Vücudumuzdaki İşlevsiz Oldukları Düşünülen Organlar

bildigim kadarıyla vucutta işlemeyen organ olarak sadece sırt kısmındaki bi kastan bahsediliyor ama o bile sadece yüzerken işliyor.yani bence işlemeyen organ yok varsada eylem yapalım karşı koyalım:)
 
Perfectionist demiş ki:
HalukOzgur demiş ki:
Eğer evrim varsa gerçekten yani yıllar içinde balinaların burunlarının yer değiştirdiği, insanların maymundan evrimleştiği. Bu mendelin teorisiyle çelişmezmi yani parmağın kesilirse senin çocuğunda parmaksız doğmaz öyle değilmi?

1.si insanlar maymunlardan evrimleşmemiştir. Onun adı primattır; yani aslında insanla maymunun ortak atası vardır...

2.si balina burnu sorunu anlayamadım açıkçası...

3. sü parmağını kesmek yerine testislerine yüksek değerde radyasyon vermeyi denersen çocuğunun emin ol bi yerleri eksik olur. Genetik olaylar bunlar bir kere parmak keserek böyle birşey yapamazsın...

(Gerçekten evrim teorisiyle ilgili bilgi edinmek istiyorsan öm atabilirsin, haddim olmasada kitap tavsiye edebilirim...)

1. si verdiğin bilgi için teşekkür ederim buna çok ihtiyacım vardı lakin forumdaki kimse ne dediğimi anlayamamıştı.

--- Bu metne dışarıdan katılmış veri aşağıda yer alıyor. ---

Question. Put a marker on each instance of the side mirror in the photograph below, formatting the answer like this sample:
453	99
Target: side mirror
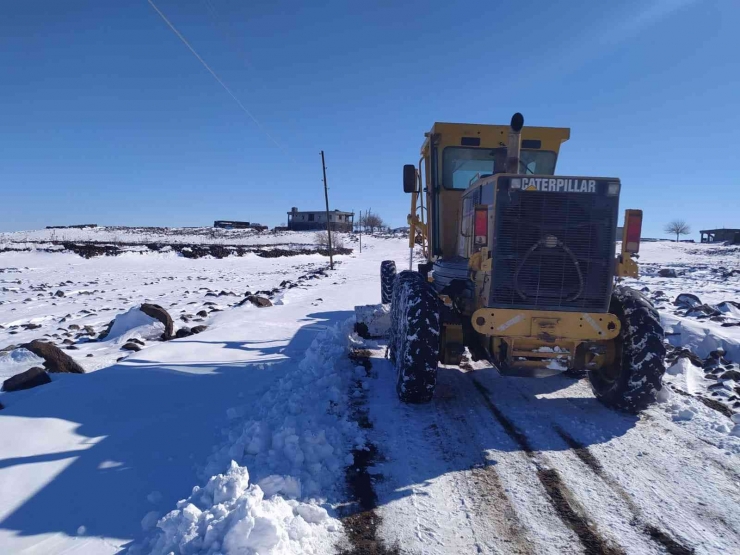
409	178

2.si Balina sorunu anlayan anladı.

3. sü sen galiba testislerine radyasyon verdin ondan bu kadar rahat konuşuyorsun :LOL:

(Gerçekten evrim teorisiyle ilgili bilgi edinmek isterim ama bu bilgiyi senden alacağıma bir primattan alırsam sanki daha çok bilgi edinmiş olurum)
:LOL: :LOL: :LOL: :LOL: :LOL:

Yani adam gibi soru soruyoruz yapmayın arkadaşlar ya.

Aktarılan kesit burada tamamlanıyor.